Range: 0.0 to 1.0 Default: 0.0 (Turbo - ignored), 0.05 (others) Sets a minimum probability threshold for token selection.
# Standard/Multilingual models
wav = model.generate(text, min_p=0.05)  # Default
wav = model.generate(text, min_p=0.10)  # More conservative
Turbo Model: Chatterbox Turbo ignores min_p. It only applies to standard and multilingual models.

Audio Processing Options

norm_loudness

Type: Boolean Default: True (Turbo only) Normalizes the loudness of the reference audio before processing.
# Normalize reference audio (default for Turbo)
wav = model.generate(
    text,
    audio_prompt_path="reference.wav",
    norm_loudness=True
)

# Skip normalization
wav = model.generate(
    text,
    audio_prompt_path="reference.wav",
    norm_loudness=False
)
Loudness normalization uses LUFS (Loudness Units relative to Full Scale) with a target of -27 LUFS, ensuring consistent volume levels across different reference audio files. From tts_turbo.py (lines 204-215)

Model-Specific Parameter Support

ParameterTurboStandardMultilingual
cfg_weight❌ Ignored✅ Supported✅ Supported
exaggeration⚠️ Only in prepare_conditionals()✅ Supported✅ Supported
min_p❌ Ignored✅ Supported✅ Supported
top_k✅ Supported❌ Not used❌ Not used
norm_loudness✅ Supported❌ Not used❌ Not used
temperature✅ Supported✅ Supported✅ Supported
repetition_penalty✅ Supported✅ Supported✅ Supported
top_p✅ Supported✅ Supported✅ Supported
When you pass ignored parameters to a model, you’ll see a warning but generation will continue:
WARNING: CFG, min_p and exaggeration are not supported by Turbo version and will be ignored.

Complete Configuration Examples

Turbo Model - Voice Agent

from chatterbox.tts_turbo import ChatterboxTurboTTS
import torchaudio as ta

model = ChatterboxTurboTTS.from_pretrained(device="cuda")

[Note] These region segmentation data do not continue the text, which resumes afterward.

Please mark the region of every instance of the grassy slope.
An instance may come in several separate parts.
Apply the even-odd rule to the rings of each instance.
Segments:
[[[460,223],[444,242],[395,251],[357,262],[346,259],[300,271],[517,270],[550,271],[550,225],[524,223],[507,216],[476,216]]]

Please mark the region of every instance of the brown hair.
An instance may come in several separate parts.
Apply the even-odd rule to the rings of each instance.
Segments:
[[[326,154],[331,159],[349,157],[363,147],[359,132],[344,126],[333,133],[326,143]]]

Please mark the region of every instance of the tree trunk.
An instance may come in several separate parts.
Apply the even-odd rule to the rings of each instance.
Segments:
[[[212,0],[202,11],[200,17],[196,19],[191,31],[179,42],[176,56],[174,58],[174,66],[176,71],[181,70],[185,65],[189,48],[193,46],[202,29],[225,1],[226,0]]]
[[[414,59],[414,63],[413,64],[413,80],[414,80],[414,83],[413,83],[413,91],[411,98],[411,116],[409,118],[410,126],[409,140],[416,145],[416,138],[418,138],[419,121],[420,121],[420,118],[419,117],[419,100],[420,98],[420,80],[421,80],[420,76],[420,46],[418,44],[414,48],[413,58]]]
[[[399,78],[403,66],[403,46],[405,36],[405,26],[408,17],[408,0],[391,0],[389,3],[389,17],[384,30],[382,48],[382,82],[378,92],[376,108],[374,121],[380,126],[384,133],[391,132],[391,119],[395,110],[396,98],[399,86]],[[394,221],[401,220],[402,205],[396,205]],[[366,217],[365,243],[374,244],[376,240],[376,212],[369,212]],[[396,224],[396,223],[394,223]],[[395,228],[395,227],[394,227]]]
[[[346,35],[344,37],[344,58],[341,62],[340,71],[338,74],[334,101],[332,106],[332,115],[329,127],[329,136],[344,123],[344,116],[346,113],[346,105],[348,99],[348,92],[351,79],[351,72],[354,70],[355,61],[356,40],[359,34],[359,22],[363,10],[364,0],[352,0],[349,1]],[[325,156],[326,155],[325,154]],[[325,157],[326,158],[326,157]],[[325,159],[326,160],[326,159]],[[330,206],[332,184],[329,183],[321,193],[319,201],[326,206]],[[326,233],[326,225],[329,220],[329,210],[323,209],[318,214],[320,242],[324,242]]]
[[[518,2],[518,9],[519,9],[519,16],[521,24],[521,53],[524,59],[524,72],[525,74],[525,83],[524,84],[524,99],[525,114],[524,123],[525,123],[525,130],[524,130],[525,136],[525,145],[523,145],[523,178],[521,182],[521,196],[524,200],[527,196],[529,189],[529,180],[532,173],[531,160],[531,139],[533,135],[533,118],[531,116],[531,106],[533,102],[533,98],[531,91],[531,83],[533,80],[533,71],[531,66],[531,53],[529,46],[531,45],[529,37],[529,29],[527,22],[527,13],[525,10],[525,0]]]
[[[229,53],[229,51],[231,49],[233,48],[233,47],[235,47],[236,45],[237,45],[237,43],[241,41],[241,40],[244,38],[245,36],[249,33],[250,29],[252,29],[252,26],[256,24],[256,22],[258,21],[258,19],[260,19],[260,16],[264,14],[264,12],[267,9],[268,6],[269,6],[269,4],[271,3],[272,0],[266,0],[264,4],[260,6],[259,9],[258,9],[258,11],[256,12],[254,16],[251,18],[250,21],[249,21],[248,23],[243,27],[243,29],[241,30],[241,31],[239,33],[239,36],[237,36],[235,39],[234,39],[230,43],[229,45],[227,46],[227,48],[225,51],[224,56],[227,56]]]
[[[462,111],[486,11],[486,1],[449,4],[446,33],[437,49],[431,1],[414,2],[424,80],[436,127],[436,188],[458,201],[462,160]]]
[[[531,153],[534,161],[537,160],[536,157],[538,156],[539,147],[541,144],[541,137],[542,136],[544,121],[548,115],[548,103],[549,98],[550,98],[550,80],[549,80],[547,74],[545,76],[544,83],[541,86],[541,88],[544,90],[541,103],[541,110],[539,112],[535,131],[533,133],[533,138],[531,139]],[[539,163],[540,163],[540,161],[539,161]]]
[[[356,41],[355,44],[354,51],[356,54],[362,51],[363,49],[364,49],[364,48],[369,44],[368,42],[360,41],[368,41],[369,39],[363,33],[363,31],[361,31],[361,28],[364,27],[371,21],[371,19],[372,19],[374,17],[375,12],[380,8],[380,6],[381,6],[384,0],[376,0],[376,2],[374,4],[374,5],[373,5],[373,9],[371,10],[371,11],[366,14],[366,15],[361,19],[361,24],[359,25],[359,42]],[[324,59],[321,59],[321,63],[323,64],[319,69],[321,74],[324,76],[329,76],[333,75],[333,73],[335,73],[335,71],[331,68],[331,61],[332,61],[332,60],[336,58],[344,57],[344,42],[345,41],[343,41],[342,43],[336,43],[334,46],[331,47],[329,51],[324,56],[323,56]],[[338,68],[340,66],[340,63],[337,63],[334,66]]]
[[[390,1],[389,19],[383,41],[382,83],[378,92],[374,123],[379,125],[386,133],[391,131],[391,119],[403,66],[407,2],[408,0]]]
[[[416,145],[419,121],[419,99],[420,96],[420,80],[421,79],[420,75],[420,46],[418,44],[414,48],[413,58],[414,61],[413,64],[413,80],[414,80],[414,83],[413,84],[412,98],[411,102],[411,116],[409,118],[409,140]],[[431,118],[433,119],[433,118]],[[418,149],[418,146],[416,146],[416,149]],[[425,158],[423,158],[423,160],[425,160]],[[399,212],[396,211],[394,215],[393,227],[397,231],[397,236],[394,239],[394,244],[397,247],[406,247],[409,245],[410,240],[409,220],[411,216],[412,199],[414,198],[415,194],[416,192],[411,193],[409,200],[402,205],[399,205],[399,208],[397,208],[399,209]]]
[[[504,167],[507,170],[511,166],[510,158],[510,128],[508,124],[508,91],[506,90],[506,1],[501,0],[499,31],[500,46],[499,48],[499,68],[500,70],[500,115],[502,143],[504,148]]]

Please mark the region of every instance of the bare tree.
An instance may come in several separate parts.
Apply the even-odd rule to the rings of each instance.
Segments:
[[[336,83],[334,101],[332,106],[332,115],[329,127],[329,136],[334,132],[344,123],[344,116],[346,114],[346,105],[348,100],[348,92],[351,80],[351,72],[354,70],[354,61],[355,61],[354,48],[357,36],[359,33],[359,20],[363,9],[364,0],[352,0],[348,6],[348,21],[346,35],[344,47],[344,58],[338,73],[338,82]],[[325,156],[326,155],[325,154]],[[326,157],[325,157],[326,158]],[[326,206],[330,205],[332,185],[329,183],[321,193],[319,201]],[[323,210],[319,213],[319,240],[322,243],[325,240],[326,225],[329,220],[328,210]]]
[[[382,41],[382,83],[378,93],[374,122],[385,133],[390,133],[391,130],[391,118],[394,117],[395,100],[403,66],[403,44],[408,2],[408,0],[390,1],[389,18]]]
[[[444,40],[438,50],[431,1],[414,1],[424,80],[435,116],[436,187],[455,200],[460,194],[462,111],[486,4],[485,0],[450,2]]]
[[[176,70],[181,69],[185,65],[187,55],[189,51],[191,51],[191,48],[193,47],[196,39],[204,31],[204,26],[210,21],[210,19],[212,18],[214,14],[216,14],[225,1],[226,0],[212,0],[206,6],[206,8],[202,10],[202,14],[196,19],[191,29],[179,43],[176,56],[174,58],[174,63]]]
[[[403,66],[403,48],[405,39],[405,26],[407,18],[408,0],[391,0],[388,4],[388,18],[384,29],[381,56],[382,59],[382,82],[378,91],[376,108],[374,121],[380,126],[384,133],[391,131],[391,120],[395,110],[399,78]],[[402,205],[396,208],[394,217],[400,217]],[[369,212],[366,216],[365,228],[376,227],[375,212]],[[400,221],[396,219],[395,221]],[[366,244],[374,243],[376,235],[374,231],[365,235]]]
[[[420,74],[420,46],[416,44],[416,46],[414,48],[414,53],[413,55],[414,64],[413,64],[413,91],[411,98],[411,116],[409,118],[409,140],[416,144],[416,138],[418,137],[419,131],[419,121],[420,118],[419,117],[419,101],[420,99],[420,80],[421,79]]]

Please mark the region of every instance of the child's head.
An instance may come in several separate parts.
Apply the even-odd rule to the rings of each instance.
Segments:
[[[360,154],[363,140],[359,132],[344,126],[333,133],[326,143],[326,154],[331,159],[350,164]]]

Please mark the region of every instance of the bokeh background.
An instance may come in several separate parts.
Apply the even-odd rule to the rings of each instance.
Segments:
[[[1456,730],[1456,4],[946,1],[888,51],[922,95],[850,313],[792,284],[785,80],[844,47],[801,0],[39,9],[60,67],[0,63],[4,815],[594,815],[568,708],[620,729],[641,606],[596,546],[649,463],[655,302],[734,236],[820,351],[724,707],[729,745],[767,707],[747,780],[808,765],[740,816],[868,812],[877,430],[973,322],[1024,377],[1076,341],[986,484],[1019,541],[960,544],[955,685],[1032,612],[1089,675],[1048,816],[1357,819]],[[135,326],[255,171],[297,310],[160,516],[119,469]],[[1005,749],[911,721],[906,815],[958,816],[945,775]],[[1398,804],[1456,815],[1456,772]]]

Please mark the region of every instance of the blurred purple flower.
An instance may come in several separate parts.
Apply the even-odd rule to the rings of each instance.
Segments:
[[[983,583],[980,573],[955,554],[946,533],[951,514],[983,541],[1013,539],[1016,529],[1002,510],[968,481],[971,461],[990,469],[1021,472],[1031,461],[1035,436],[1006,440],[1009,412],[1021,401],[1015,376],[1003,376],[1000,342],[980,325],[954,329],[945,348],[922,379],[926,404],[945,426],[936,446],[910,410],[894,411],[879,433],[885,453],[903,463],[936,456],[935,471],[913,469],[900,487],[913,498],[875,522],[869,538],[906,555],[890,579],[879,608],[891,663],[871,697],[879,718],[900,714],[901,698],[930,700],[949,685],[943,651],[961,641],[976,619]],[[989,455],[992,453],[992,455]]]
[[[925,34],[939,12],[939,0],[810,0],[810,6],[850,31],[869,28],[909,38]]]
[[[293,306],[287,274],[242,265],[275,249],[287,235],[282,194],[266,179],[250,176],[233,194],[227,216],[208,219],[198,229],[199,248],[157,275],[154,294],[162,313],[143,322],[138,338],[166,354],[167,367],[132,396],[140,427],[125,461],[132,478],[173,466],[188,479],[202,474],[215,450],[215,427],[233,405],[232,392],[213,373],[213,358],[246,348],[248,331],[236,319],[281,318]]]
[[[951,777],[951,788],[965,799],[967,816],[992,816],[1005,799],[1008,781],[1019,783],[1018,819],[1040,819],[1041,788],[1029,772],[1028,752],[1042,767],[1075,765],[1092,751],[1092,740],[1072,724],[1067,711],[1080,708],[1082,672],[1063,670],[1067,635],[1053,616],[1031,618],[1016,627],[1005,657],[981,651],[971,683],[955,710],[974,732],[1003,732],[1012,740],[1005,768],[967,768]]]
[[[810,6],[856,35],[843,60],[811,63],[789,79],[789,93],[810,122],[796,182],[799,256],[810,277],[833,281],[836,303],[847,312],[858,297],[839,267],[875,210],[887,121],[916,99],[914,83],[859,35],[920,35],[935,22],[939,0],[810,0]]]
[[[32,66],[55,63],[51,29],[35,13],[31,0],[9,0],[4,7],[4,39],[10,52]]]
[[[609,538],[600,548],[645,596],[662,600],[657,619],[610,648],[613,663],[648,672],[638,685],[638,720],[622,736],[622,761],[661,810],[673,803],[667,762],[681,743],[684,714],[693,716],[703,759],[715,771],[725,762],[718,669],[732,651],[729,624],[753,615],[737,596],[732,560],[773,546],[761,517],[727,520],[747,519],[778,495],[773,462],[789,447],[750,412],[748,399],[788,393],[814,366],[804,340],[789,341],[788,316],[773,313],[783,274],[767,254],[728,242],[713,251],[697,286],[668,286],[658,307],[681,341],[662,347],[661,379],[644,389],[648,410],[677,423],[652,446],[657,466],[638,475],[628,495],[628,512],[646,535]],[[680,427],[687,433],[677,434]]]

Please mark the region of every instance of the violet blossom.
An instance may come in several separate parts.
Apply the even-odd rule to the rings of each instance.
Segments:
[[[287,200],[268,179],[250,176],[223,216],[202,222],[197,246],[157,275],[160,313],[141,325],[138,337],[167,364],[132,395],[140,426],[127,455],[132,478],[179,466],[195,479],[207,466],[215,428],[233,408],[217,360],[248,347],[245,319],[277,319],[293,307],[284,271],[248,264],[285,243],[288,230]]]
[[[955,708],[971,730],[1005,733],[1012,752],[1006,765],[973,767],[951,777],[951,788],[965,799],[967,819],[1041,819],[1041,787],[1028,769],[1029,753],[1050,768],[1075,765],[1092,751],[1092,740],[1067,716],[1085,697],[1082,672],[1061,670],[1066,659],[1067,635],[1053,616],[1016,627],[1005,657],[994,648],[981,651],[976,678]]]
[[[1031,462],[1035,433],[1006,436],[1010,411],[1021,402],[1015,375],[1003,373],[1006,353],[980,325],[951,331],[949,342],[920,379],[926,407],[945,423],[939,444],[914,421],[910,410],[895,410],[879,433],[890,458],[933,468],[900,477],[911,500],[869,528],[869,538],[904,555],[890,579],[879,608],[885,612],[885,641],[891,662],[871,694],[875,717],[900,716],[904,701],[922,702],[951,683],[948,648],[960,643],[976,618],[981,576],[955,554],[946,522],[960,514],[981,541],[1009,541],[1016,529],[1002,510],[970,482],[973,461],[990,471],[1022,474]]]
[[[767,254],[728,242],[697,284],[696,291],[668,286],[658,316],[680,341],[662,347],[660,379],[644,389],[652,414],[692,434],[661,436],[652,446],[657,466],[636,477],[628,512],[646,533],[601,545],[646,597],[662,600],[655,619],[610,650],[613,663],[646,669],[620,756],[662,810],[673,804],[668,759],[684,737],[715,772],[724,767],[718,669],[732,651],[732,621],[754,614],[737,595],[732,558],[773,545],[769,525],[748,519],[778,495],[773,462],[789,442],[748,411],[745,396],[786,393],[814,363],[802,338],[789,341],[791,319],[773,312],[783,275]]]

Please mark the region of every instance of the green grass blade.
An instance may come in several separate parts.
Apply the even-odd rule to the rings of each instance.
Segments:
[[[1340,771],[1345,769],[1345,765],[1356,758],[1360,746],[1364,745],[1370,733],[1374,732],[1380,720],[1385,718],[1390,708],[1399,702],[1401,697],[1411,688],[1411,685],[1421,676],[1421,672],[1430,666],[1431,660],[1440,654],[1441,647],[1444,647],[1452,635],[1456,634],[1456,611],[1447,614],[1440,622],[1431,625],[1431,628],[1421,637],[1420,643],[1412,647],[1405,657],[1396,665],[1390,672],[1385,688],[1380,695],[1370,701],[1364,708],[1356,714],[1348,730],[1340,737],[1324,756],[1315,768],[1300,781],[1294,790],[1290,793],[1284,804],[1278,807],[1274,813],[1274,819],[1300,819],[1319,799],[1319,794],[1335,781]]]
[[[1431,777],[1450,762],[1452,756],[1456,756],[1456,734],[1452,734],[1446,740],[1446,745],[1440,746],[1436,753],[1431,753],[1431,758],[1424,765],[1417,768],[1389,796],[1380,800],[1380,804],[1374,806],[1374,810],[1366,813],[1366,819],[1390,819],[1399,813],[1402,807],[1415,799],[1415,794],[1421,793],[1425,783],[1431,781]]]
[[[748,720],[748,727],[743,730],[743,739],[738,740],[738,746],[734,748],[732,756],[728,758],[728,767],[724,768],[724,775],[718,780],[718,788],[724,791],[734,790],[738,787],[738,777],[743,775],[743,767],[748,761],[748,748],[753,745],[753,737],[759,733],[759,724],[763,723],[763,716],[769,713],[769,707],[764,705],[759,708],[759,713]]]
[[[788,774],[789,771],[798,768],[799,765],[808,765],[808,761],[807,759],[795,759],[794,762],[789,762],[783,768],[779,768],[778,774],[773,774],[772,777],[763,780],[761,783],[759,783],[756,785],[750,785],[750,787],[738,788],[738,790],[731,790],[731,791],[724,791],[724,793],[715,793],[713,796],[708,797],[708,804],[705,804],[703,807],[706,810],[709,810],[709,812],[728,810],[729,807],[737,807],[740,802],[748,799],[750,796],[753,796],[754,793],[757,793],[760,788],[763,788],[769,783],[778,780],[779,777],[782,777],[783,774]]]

text = "Hi there! [chuckle] How can I help you today?"
wav = model.generate(
    text,
    audio_prompt_path="agent_voice.wav",
    temperature=0.8,
    repetition_penalty=1.2,
    top_p=0.95,
    top_k=1000,
    norm_loudness=True
)
ta.save("agent_output.wav", wav, model.sr)

Standard Model - Professional Narration

from chatterbox.tts import ChatterboxTTS
import torchaudio as ta

model = ChatterboxTTS.from_pretrained(device="cuda")

text = "Welcome to this comprehensive guide on audio synthesis technology."
wav = model.generate(
    text,
    audio_prompt_path="narrator.wav",
    cfg_weight=0.5,
    exaggeration=0.3,  # Professional, controlled
    temperature=0.7,   # Consistent output
    repetition_penalty=1.2,
    min_p=0.05,
    top_p=1.0
)
ta.save("narration.wav", wav, model.sr)

Multilingual Model - Dramatic Speech

from chatterbox.mtl_tts import ChatterboxMultilingualTTS
import torchaudio as ta

model = ChatterboxMultilingualTTS.from_pretrained(device="cuda")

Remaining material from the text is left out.